On September 12, 2017, United States District Judge Yvonne Gonzalez Rogers of the United States District Court for the Northern District of California dismissed without prejudice a consolidated putative class action against Dynavax Technologies Corporation and certain of its officers. In re Dynavax Securities Litigation, No. 4:16-cv-06690-YGR (N.D. Cal. Sept. 12, 2017). Plaintiff alleged that defendants violated Sections 10(b) and 20(a) of the Securities Exchange Act of 1934 (the “Exchange Act”) and Rule 10b-5, by knowingly or recklessly disseminating false and misleading statements about Dynavax’s developments and efforts to earn FDA approval of its proprietary hepatitis B vaccine. The Court dismissed the consolidated complaint without prejudice, finding that plaintiff had not met the heightened pleading standards for securities fraud under the PSLRA.

Plaintiff argued that defendants made materially false statements by offering information about certain positive aspects of the vaccine trial—namely, the rates of occurrence of clinically significant Adverse Events of Special Interest (“AESIs”)—while failing to disclose negative results relating to certain cardiac events, which plaintiff characterized as “other cardiac AESIs.” The Court noted that Section 10(b) and Rule 10b-5 do not create an affirmative duty to disclose any and all material information, but rather a duty to disclose all facts necessary to render a statement accurate and not misleading, once a company elects to disclose material information. Taking judicial notice of SEC filings and press releases by defendants, the Court found that the clinical trial was specifically designed by Dynavax and the FDA to analyze a predetermined list of AESIs relating to autoimmune and inflammatory disorders, which did not include cardiac events. The Court noted that while plaintiff conceded, at the hearing on the motion to dismiss, that cardiac events were not included as one of the AESIs under the trial, plaintiff took the position that defendants’ failure to disclose the cardiac events nevertheless made the statements false and misleading. The Court found that, “whatever merit plaintiff’s arguments in opposition may have,” they were not included as allegations in the consolidated amended complaint. Concluding that plaintiff’s faulty characterization of the cardiac events as an AESI was the complaint’s “fatal flaw,” the Court held that plaintiff’s allegations as pled were inactionable.
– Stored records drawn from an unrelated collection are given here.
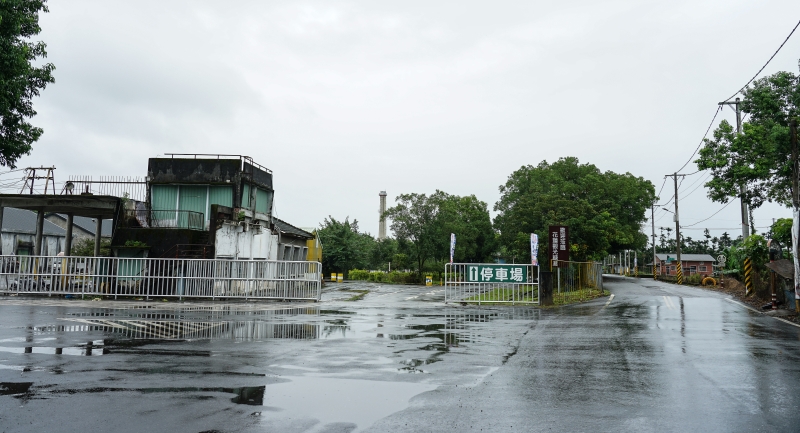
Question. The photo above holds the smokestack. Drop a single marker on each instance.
(382, 221)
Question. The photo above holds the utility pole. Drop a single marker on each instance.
(742, 188)
(653, 225)
(795, 212)
(674, 176)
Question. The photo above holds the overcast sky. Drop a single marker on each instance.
(345, 99)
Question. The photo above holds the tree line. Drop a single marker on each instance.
(604, 211)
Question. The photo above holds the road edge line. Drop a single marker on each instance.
(760, 312)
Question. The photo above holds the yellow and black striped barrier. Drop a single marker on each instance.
(748, 276)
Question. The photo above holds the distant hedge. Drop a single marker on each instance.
(383, 277)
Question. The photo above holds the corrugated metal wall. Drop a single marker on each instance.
(192, 198)
(246, 196)
(262, 200)
(221, 195)
(164, 197)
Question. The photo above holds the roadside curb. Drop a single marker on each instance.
(761, 312)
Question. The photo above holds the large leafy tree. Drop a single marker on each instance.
(20, 80)
(344, 247)
(414, 222)
(423, 223)
(468, 218)
(604, 210)
(759, 158)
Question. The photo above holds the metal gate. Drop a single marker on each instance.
(163, 278)
(491, 283)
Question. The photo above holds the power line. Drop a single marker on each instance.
(718, 228)
(662, 188)
(702, 140)
(695, 189)
(765, 64)
(712, 215)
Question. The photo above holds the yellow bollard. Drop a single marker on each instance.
(748, 277)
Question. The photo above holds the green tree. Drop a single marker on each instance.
(468, 218)
(422, 225)
(383, 251)
(759, 158)
(604, 210)
(781, 231)
(344, 248)
(20, 80)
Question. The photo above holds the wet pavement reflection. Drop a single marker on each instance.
(398, 360)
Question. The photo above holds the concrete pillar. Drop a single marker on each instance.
(37, 247)
(68, 240)
(545, 288)
(382, 221)
(97, 235)
(1, 228)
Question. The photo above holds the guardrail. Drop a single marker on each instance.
(577, 281)
(161, 278)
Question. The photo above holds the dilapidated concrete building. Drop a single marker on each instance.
(210, 206)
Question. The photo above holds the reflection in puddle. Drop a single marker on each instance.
(73, 351)
(321, 398)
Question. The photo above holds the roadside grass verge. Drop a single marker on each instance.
(575, 296)
(359, 294)
(504, 296)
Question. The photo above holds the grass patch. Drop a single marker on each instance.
(575, 296)
(505, 295)
(359, 294)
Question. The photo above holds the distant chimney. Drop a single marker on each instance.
(382, 221)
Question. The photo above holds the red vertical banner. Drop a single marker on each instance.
(559, 245)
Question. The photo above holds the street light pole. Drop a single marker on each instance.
(653, 226)
(678, 233)
(679, 274)
(742, 188)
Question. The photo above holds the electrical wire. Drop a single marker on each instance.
(719, 228)
(765, 64)
(702, 140)
(662, 187)
(712, 215)
(683, 196)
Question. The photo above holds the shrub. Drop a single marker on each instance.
(396, 277)
(358, 274)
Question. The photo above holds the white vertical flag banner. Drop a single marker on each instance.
(452, 246)
(795, 259)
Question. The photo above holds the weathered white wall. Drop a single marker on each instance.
(232, 241)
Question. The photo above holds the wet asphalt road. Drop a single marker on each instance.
(655, 357)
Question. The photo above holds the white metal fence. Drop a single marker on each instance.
(162, 278)
(461, 286)
(577, 281)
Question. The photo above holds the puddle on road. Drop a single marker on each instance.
(321, 398)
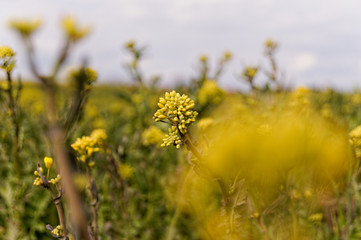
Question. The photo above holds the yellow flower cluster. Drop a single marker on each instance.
(7, 60)
(87, 145)
(72, 29)
(125, 170)
(152, 135)
(172, 138)
(48, 161)
(205, 123)
(99, 135)
(227, 55)
(316, 217)
(57, 231)
(178, 110)
(38, 181)
(25, 27)
(210, 93)
(355, 140)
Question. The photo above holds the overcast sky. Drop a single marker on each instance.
(320, 40)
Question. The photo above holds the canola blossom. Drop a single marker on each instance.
(7, 58)
(177, 110)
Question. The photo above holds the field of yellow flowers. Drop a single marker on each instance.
(85, 161)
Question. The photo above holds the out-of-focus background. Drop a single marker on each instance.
(319, 40)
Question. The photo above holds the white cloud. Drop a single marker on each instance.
(303, 62)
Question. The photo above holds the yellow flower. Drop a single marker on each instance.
(7, 60)
(25, 27)
(125, 170)
(99, 135)
(85, 146)
(48, 162)
(172, 139)
(72, 29)
(177, 109)
(316, 217)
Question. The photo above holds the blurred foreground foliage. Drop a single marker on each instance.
(272, 163)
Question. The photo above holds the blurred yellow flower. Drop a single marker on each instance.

Noting that plaintiff failed to allege actionable statements or omissions under Section 10(b), the Court declined to address whether plaintiff had adequately alleged scienter, inapplicability of the PSLRA’s safe harbor provisions, or Section 20(a) claims. The Court dismissed the complaint with leave to amend, in order to “specify each statement upon which the claim is based, whether such a statement is alleged to be an affirmative misrepresentation or an omission, and why each statement was materially false or misleading.”

This decision is a clear example of courts’ evaluation of motions to dismiss based solely on the allegations included in the plaintiff’s complaint, rather than novel arguments raised outside the pleadings. It is also a notable addition to the sizeable category of securities cases brought regarding clinical-stage biopharmaceutical companies with products in development.